When it comes to competitive horseracing, spending $30,000 or more is commonplace. Horses sold for tens of thousands of dollars have the potential to be flipped for several million dollars. Take a look at the winners of the latest Kentucky Derby, the Preakness Stakes, both of which Richard Schibell has attended multiple times, and other top races and you will find the majority of these elite animals sold for eye-opening figures. Though spending these massive sums of money are certainly a gamble, winning horses have the potential to mutlipy the initial investment tenfold or more.
A Numbers Game
Though luck is certainly a factor in horse racing, money is what matters most. Some owners invest hundreds of thousands of dollars each year purchasing and training these world class animals with the hope of developing a profitable winner. There is always the chance for horses sold at comparably low to moderate prices to succeed yet the ongoing costs make this quest quite the uphill battle.
The cost of training at a halfway decent racetrack is typically between $30,000 and $45,000 or more per year. Add in an array of other expenses ranging from racing fees to veterinarian bills and the money adds up quickly. Spreading out costs across the entirety of a group is one of the best ways to decrease costs. Some owners join syndicates to reduce risk, minimize expenses and share with others. However, those who take the solo route have to be properly prepared to make a lengthy and substantial financial commitment.
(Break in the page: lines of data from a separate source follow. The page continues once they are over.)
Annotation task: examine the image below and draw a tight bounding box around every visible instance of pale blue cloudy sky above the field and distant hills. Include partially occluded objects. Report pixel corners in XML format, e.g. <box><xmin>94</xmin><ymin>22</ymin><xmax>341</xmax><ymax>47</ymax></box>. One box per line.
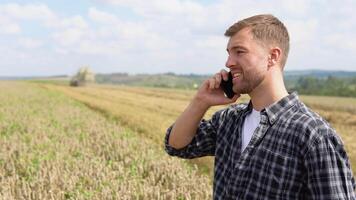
<box><xmin>0</xmin><ymin>0</ymin><xmax>356</xmax><ymax>76</ymax></box>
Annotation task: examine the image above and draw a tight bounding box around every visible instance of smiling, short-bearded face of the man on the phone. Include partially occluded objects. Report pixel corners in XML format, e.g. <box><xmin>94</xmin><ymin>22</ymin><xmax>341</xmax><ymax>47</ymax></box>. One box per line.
<box><xmin>226</xmin><ymin>28</ymin><xmax>269</xmax><ymax>94</ymax></box>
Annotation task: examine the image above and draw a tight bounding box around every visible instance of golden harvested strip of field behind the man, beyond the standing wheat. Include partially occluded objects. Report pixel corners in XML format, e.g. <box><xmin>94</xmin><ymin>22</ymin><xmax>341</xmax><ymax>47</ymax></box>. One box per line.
<box><xmin>42</xmin><ymin>81</ymin><xmax>356</xmax><ymax>173</ymax></box>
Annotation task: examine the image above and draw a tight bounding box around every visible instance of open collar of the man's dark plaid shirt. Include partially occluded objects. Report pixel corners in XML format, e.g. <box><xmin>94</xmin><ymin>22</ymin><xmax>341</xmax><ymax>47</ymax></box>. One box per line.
<box><xmin>243</xmin><ymin>92</ymin><xmax>299</xmax><ymax>124</ymax></box>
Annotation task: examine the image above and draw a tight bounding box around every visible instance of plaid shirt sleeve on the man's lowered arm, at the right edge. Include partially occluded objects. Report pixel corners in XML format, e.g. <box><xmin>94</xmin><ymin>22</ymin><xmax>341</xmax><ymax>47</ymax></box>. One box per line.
<box><xmin>305</xmin><ymin>130</ymin><xmax>356</xmax><ymax>200</ymax></box>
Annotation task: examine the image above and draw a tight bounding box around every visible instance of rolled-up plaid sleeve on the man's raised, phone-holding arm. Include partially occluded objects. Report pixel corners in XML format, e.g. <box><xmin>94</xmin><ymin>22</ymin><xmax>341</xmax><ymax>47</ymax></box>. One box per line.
<box><xmin>165</xmin><ymin>110</ymin><xmax>224</xmax><ymax>159</ymax></box>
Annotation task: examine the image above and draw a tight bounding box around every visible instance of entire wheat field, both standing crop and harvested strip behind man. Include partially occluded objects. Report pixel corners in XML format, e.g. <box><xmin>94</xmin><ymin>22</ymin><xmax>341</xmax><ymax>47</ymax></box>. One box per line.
<box><xmin>0</xmin><ymin>82</ymin><xmax>356</xmax><ymax>199</ymax></box>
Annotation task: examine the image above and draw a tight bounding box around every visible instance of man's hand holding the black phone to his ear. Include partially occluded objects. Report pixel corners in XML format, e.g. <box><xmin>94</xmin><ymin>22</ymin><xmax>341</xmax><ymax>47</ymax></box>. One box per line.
<box><xmin>193</xmin><ymin>70</ymin><xmax>240</xmax><ymax>108</ymax></box>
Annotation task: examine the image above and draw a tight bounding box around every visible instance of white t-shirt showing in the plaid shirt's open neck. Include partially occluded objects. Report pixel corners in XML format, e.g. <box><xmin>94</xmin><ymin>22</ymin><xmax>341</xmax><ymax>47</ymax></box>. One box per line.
<box><xmin>242</xmin><ymin>109</ymin><xmax>261</xmax><ymax>151</ymax></box>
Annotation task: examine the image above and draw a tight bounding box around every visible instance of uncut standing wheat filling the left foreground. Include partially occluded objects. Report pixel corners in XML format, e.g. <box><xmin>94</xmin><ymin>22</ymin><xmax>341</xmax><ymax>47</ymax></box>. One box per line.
<box><xmin>0</xmin><ymin>82</ymin><xmax>211</xmax><ymax>200</ymax></box>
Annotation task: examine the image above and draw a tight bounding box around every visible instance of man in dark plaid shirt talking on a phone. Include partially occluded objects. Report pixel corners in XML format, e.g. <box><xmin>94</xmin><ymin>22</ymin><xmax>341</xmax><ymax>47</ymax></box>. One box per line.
<box><xmin>165</xmin><ymin>15</ymin><xmax>355</xmax><ymax>200</ymax></box>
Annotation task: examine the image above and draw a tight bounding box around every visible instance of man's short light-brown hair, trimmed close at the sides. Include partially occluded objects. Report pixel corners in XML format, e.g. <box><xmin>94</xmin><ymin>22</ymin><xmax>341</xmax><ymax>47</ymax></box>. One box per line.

Let’s take a look at the costs associated with raising a competitive racehorse.
The average trainer charges per diem, creating the potential for a hefty final bill. Training rates dip down as low as $70 or so per day at comparably small tracks. However, when this cost is extrapolated across a month, it adds to more than $2,000. Large tracks have the potential to cost more than $100 each day or nearly $4,000 per month.
Certain race tracks are all-inclusive. This means the costs of transporting the horse, boarding, training and maintenance are included in the flat rate. Do not commit to a trainer until you know the specifics of the training costs including the payment structure.
Every racehorse must be registered prior to entering the race. Registration fees are usually in the range of $30 or so to several hundred dollars. Licensing fees differ by state. Entry into a high stakes race is costly, typically starting with what is known as the nomination fee. This fee is put toward the prize money awarded to the winners. As an example, the nomination fee for entry into the T riple Crown ranges from $600 to several hundred thousand dollars. Those who are late to the game pay more than those who meet the nomination deadline.
Your veterinarian is an essential member of your horseracing crew. Unfortunately, vet fees can add up quickly. Some horse owners pay a couple hundred dollars a month in vet bills while others shell out upwards of $700.
Horse owners are responsible for starting and entry fees. These fees are tacked onto the purse money doled out to the victors. This year’s Triple Crown races have starting and entry fees between $10,000 and $25,000.
Horses need the proper footwear just like sprinters and long distance runners. A top-notch farrier is essential. Farriers provide consistent maintenance to the hooves. Plan on spending between $80 and $100+ every month or so for hoof trimming and shoeing. Horses that need specialized treatment for excessively damaged hooves will cost even more.
It is no secret horses cost a pretty penny. If you buy a racehorse, you need insurance. The most popular type of insurance is known as full mortality. This insurance provides the horse owner with a payout that equals the horse’s value on the market even in the event that the animal has to be put down or is killed. Insurance plans typically run between 5% of the horse’s cost for a single year of coverage. Therefore, a racehorse owner that owns a $50,000 will have to pay around $2,500 each year for insurance.
There is also the matter of additional insurance options. Additional insurance is available to protect against natural disasters such as lightning, fire and auto accidents. Certain states mandate racehorse owners take out workers’ compensation insurance for jockey costs causally related to their workplace activities.
After the racehorse owner covers the costs to nominate his horse, enter and start in the race, there is still one more cost to cover: the mount fee must be paid. This is the money paid to the jockey for each race. Mount fees have the potential to be inexpensive yet they are increased for competitive races. As an example, the mount fee for this year’s Kentucky Derby is $500.
The Cost of Buying the Horse
The average cost for a horse around the age of two sold at auction exceeds that of most luxury sport utility vehicles. Two-year-old horses typically cost around $60,000. Weanlings are comparably difficult to evaluate as they are merely a couple months old or a year old at most. Weanlings usually sell for around $40,000. One-year-old yearlings sell for an average of nearly $55,000.
Truly competitive horserace owners will go to the extent of enlisting the assistance of a bloodstock agent. This individual serves as a talent scout, charging around 5% of the purchase price. A trip to the vet is also necessary to evaluate the horse with a thorough analysis of the animal’s blood samples and x-rays. The transaction is completed after the vet gives the horse a clean bill of health.